Optimizing Genome Interval Overlap Queries Using an R-Tree Index

Hilmar Lapp1, Chris Mungall2, Scott Cain, Lincoln Stein
1hlapp@gnf.org, GNF; 2cjm@fruitfly.org, University of California, Berkely

Genome interval overlap queries are probably the most common queries issued by genome browsers. Formally, such a query asks for all features that either end in, or start in, or are contained within, or contain a certain interval on a segment of a genome. A genome browser issues this query against a database of an annotated genome in order to extract the annotations to be displayed for a certain window, typically on a chromosome or assembly contig.

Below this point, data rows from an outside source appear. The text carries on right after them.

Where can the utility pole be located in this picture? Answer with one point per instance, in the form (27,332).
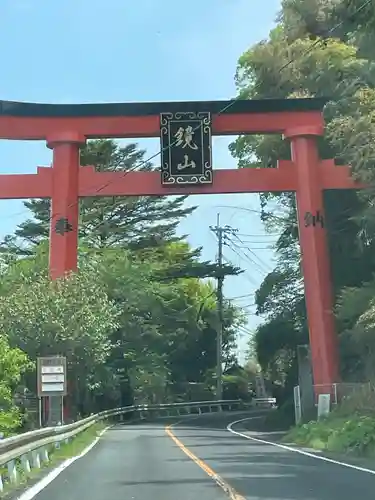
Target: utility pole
(220,232)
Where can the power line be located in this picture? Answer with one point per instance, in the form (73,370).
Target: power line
(221,233)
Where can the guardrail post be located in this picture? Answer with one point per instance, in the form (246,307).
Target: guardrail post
(12,471)
(35,459)
(44,454)
(26,464)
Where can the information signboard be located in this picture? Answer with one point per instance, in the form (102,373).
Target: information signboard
(52,376)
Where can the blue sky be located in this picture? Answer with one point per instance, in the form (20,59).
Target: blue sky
(117,51)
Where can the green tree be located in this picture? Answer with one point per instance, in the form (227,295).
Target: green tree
(72,317)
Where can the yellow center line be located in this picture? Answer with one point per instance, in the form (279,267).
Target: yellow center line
(229,490)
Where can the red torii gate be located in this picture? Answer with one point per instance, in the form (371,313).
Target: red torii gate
(65,128)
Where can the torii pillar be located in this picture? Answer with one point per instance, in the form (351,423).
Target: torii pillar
(64,203)
(315,255)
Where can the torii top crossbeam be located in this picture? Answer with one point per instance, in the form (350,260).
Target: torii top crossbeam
(66,127)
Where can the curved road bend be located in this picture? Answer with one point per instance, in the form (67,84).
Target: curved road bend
(143,462)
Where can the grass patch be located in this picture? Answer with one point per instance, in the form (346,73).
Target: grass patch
(336,433)
(56,456)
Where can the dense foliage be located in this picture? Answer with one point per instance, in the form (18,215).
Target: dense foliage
(137,322)
(318,48)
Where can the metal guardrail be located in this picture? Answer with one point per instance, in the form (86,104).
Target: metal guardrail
(31,449)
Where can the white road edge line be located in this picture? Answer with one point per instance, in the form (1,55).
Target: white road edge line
(46,480)
(294,450)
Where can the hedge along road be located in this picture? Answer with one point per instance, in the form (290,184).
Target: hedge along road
(211,457)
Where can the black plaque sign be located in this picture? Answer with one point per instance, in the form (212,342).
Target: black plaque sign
(186,155)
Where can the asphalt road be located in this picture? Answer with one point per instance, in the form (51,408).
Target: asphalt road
(143,462)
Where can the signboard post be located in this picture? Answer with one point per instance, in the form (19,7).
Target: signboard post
(186,153)
(52,383)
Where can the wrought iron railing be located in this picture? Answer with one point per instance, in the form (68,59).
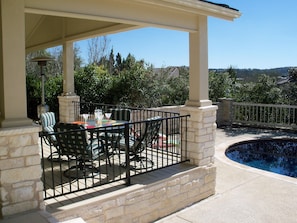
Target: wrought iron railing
(117,163)
(264,115)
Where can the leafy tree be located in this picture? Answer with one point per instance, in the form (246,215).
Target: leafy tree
(92,82)
(219,85)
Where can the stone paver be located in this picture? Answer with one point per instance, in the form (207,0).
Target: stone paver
(243,194)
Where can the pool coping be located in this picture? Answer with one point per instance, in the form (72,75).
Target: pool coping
(220,148)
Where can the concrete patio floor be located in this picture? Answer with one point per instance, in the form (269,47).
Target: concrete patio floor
(243,194)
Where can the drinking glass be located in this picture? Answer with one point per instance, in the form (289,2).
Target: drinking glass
(85,116)
(107,115)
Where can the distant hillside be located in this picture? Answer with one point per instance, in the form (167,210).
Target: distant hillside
(252,74)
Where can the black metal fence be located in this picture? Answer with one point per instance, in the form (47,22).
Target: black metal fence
(151,140)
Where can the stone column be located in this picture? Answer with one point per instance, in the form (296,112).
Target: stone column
(67,108)
(224,115)
(201,134)
(13,101)
(20,171)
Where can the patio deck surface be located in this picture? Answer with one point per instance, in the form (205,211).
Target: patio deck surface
(243,194)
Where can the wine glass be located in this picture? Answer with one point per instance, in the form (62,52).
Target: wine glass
(85,116)
(107,115)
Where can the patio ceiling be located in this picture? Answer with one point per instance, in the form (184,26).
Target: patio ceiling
(51,23)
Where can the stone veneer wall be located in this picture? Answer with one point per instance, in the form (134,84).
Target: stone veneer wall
(146,202)
(20,170)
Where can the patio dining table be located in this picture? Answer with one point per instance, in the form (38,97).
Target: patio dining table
(111,131)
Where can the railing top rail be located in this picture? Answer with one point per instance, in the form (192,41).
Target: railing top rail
(124,106)
(265,105)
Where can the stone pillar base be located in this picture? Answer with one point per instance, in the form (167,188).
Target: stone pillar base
(201,134)
(66,108)
(20,172)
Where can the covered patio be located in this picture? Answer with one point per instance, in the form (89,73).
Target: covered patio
(29,25)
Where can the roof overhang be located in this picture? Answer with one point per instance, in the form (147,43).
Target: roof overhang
(51,23)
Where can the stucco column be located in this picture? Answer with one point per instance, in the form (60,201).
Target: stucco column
(66,107)
(68,69)
(13,101)
(201,126)
(198,95)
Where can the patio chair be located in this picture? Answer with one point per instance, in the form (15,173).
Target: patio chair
(114,137)
(72,141)
(48,120)
(140,142)
(121,114)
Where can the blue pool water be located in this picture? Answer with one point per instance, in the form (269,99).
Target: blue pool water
(274,155)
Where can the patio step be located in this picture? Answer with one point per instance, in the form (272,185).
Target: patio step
(75,220)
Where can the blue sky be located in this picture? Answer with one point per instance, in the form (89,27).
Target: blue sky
(265,36)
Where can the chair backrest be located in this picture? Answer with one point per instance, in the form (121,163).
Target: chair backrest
(48,120)
(152,127)
(72,140)
(150,133)
(121,114)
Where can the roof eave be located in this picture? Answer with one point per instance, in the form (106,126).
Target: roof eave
(198,7)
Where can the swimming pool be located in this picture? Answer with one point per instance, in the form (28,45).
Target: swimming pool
(274,155)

Annotations located to the genome constitute the features, the window of interest is the interval, and segment represents the chromosome or contig.

Traditionally, this type of query has been supported by a composite B-tree index on the triple of (segment, start, end), where feature locations are stored in one table and start and end represent the respective coordinates of a location. Even though this index can provide sufficient support for queries against smaller genomes, the performance of this approach has been plagued by its inherent dependency on how well the first attributes in the index slice the index tree that needs to be scanned for the other attributes, and therefore needs to be read from disk. This strong dependency leads to a huge variance of the response time with occasional exceptionally poor performance, for instance for queries into the middle of a segment. The fact that genome browsers often are core components of genome portals and hence need to respond to many queries simultaneously amplifies the problem, as does the availability of more and more large eukaryotic genomes. Various attempts have been made to improve the performance, like physically separating locations by segment, or introducing a binning scheme, none of which addresses the fundamental problem in the B-tree index structure for this type of query.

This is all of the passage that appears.